# Determining possible triangle from lengths of line segments [closed]

This Codility challenge is to take an array of integers representing lengths of line segments, and determine whether or not it is possible to choose three distinct segments to form a triangle. (The sum of the lengths of any two sides must exceed the length of the remaining side.) Assume that A contains at most one million ints.

Complexity requirements:

• Expected worst-case time complexity is O(n log(n));
• Expected worst-case space complexity is O(n), not counting the input array A itself.

This is my solution:

import java.util.Arrays;
class Solution {
public int solution(int[] A) {
// write your code in Java SE 6
int n = A.length;

if (n>1000000000) return -1;

Arrays.sort(A);
int p=0;
int q=p+1;
int r=q+1;
for (;r<n;p++,q++,r++){
if(A[p]+A[q]>A[r] && A[q]+A[r]>A[p] &&  A[r]+A[p]>A[q])
return 1;
}
return 0;
}
}


I don't how to achieve 100% correctness. I get only 93%.

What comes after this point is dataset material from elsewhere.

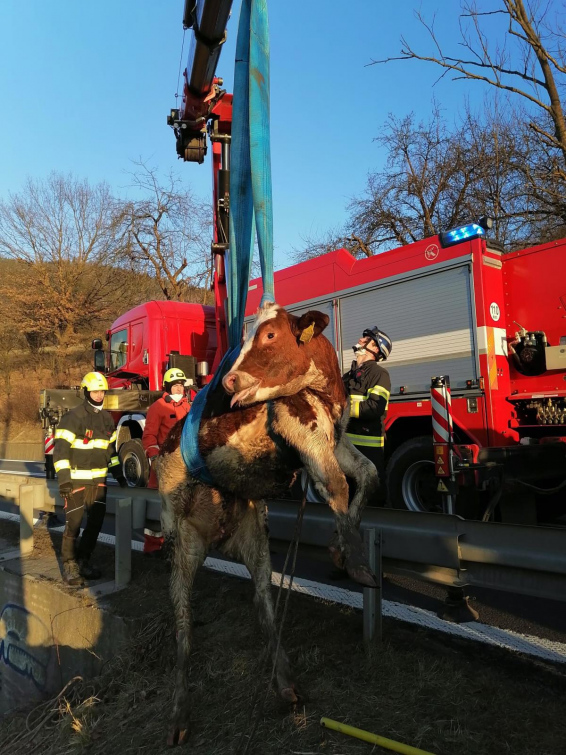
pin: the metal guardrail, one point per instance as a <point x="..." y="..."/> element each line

• please include the basics of the problem from the link. i clicked the link, and it wanted me to do the test, this could be considered spam by some, trying to lure people to a site.
– Malachi
Nov 5, 2013 at 17:26
• @Malachi: Since it's not a blatant intent to spam, it shouldn't apply here. However, it would be useful to have a better reference to this problem (which the OP may have to provide). Nov 5, 2013 at 17:34
• @Malachi: You may also suggest the tag wiki for this new tag. Nov 5, 2013 at 17:36
• @Jamal I suggested a tag wiki for that, I wasn't sure what it was at first, I had to go to the main site first, I have never heard of that site until today, but I can see it becoming a thing here on code review. similar to other sites where you compete by writing code, etc.
– Malachi
Nov 5, 2013 at 17:42
• @Malachi: It is on SO, so it should be okay. Nov 5, 2013 at 17:43

As has been pointed out, you must do several things to ensure you get the maximum marks.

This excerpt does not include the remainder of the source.